Terhubung dengan kami

Dunia

Para Pemimpin Dunia Gagal dalam Komitmen untuk Menciptakan Sekolah dan Komunitas yang Lebih Inklusif, Kata Special Olympics

SAHAM:

Diterbitkan

on

Kami menggunakan pendaftaran Anda untuk menyediakan konten dengan cara yang Anda setujui dan untuk meningkatkan pemahaman kami tentang Anda. Anda dapat berhenti berlangganan kapan saja.

 Bertepatan dengan Hari Pendidikan Internasional, Special Olympics hari ini mengeluarkan seruan kepada pemerintah dan komunitas di seluruh dunia untuk berkomitmen terhadap komitmen legislatif, kebijakan, dan pendanaan yang tegas dalam mendukung lingkungan pembelajaran inklusif bagi siswa penyandang disabilitas intelektual. Dr Timothy Shriver, Ketua Olimpiade Khusus, menyoroti manfaat dari sistem pendidikan yang lebih inklusif di organisasi tersebut surat publik pertama tentang “Keadaan Inklusi Global dalam Pendidikan,” menantang para pembuat kebijakan untuk mengatasi kesenjangan mencolok yang menghalangi akses yang adil terhadap pendidikan berkualitas bagi siswa cacat intelektual.

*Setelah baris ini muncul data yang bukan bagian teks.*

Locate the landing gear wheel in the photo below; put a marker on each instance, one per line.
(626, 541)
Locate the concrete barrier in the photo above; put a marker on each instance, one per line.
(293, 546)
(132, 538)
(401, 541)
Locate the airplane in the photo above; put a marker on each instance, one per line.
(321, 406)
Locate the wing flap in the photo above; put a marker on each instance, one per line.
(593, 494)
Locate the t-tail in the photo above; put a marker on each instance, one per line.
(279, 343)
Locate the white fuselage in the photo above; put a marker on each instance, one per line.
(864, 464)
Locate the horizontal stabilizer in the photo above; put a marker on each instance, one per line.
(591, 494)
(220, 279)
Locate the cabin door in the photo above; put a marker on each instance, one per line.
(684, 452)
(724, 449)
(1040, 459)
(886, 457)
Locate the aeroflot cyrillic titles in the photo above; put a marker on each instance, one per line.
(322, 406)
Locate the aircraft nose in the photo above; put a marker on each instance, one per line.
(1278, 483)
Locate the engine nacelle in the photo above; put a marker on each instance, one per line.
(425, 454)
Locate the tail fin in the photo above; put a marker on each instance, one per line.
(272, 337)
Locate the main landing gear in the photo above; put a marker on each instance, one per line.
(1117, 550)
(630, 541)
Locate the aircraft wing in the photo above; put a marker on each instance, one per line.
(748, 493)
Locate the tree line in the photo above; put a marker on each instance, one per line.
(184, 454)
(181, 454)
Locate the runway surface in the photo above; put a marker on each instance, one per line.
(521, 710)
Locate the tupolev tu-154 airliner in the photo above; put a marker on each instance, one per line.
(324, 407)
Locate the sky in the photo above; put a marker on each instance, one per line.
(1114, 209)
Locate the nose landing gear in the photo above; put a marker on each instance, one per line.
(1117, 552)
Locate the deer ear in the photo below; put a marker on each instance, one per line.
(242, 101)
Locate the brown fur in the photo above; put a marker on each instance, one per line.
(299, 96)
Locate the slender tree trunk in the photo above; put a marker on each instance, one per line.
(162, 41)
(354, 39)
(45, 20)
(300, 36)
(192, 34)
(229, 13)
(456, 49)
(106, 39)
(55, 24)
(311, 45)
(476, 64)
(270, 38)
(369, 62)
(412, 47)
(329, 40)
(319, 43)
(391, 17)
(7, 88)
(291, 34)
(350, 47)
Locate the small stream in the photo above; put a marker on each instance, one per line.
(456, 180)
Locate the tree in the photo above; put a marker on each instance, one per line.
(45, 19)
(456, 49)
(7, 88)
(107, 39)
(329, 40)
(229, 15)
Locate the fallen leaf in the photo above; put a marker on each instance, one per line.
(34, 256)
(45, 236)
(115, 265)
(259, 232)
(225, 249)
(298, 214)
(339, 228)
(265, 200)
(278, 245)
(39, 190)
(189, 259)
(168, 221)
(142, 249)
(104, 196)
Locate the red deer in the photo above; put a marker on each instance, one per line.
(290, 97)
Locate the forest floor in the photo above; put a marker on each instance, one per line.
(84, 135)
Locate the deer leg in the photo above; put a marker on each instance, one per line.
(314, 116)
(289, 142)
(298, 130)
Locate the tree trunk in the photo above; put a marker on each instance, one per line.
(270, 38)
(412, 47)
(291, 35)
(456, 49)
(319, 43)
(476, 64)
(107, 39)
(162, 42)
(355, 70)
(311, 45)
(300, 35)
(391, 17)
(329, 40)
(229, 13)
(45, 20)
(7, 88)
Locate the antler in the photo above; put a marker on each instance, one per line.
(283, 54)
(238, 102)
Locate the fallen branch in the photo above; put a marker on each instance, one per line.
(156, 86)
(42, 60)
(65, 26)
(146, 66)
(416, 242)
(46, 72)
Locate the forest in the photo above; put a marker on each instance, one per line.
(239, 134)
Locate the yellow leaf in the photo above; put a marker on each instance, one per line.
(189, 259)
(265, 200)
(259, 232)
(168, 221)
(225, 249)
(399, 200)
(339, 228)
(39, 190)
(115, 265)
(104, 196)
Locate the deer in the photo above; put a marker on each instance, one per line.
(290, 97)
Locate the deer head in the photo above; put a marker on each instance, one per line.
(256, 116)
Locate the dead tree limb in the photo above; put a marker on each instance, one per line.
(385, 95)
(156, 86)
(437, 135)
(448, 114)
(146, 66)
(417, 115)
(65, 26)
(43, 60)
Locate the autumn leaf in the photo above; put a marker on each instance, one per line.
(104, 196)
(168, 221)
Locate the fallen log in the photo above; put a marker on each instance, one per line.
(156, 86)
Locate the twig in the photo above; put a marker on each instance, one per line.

Shriver menggarisbawahi bagaimana organisasi itu Sekolah Juara Terpadu® Program ini menciptakan hasil belajar yang lebih baik bagi siswa dengan dan tanpa disabilitas intelektual.

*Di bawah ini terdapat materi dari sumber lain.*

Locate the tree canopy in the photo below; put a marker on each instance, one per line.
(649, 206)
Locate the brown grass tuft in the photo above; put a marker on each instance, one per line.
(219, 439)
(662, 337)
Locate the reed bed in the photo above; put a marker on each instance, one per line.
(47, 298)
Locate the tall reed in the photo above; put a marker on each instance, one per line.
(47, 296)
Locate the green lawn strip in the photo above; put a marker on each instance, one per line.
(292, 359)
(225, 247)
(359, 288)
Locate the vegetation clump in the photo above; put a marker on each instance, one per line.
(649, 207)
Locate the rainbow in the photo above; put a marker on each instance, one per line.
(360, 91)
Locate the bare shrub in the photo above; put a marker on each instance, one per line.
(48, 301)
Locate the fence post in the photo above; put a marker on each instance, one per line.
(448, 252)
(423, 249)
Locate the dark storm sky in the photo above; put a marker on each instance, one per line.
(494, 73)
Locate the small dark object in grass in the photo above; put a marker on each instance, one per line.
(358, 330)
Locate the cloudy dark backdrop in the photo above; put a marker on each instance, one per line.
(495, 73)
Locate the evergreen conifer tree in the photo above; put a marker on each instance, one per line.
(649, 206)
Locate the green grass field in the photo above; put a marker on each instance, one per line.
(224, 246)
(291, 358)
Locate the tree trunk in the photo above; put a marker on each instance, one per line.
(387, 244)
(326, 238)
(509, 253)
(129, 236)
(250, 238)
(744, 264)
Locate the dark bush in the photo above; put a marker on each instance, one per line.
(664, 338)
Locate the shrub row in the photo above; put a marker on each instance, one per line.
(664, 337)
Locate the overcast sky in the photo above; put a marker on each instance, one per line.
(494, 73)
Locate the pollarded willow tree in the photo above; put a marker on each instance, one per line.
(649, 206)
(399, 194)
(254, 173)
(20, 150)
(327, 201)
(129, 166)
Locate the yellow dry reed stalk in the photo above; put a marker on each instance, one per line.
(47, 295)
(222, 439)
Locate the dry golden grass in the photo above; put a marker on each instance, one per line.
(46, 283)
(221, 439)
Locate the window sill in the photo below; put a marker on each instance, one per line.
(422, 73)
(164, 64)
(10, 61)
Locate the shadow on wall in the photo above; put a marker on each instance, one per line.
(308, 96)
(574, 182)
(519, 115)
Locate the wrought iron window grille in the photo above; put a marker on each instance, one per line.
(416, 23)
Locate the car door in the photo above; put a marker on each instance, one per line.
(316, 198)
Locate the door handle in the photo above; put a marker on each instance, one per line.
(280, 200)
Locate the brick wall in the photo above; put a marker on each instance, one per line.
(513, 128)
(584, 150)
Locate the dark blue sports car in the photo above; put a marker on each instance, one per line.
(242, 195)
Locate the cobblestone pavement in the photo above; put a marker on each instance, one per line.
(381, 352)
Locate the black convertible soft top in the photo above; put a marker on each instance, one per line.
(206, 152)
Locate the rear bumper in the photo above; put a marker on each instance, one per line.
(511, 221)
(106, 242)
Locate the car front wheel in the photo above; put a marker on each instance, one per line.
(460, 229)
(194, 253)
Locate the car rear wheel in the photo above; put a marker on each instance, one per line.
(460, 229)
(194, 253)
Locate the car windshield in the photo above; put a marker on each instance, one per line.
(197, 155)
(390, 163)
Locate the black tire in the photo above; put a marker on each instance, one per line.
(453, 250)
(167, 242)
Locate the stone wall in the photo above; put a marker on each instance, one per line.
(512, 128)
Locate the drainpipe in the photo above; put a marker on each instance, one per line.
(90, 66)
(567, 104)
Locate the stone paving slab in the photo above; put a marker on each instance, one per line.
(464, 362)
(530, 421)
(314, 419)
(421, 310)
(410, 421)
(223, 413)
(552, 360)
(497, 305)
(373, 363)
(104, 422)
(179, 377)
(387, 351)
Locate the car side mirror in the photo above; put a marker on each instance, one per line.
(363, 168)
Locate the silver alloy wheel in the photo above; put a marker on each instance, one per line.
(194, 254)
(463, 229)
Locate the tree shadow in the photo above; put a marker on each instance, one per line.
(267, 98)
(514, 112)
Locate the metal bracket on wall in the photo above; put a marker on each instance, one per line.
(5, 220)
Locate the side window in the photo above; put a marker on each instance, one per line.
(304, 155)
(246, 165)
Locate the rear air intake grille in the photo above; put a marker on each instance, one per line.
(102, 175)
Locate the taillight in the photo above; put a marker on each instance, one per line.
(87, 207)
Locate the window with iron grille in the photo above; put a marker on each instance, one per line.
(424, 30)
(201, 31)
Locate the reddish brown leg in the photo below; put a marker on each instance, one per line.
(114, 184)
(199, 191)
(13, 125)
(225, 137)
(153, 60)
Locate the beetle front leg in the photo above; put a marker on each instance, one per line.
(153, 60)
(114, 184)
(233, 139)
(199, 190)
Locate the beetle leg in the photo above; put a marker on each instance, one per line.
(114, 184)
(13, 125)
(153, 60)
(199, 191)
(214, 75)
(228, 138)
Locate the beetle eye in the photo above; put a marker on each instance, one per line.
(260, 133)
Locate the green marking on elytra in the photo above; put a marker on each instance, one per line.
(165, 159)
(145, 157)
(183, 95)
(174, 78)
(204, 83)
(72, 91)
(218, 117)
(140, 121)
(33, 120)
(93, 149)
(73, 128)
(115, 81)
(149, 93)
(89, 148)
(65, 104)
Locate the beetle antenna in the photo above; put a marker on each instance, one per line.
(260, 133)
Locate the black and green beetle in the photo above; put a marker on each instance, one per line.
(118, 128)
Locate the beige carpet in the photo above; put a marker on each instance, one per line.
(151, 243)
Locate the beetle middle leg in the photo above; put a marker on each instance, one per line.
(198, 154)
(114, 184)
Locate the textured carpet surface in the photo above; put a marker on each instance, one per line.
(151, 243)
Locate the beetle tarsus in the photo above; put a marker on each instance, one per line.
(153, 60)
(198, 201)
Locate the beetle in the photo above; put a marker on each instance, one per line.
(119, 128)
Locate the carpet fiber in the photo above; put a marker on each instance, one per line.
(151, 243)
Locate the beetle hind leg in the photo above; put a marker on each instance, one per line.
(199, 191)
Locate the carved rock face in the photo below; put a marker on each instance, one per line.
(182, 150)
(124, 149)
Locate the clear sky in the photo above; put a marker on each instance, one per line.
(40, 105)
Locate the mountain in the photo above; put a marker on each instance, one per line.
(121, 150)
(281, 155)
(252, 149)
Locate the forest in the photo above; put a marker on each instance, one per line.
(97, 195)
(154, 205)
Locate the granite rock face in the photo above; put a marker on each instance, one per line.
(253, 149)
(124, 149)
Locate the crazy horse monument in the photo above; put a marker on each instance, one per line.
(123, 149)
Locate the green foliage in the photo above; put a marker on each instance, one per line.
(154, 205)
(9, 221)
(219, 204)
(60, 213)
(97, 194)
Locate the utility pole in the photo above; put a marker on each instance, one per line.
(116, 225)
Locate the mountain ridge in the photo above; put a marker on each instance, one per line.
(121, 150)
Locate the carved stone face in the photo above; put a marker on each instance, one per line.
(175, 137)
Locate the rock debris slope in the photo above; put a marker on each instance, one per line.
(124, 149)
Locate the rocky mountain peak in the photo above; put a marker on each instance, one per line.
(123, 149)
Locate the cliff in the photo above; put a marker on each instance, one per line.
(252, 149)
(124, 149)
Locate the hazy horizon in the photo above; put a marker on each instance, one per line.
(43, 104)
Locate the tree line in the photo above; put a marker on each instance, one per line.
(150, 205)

Surat dari Special Olympics ini muncul sebagai tanggapan atas kesenjangan data di seluruh dunia sehubungan dengan pendidikan generasi muda penyandang disabilitas intelektual. Kurangnya data menghambat pengambilan kebijakan dan penelitian yang efektif dalam mendukung pendidikan inklusif disabilitas. Ke depannya, Special Olympics akan menerbitkan surat-surat seperti itu setiap tahun untuk melacak kemajuan, kelambanan, dan kemunduran sehubungan dengan inklusi dalam pendidikan.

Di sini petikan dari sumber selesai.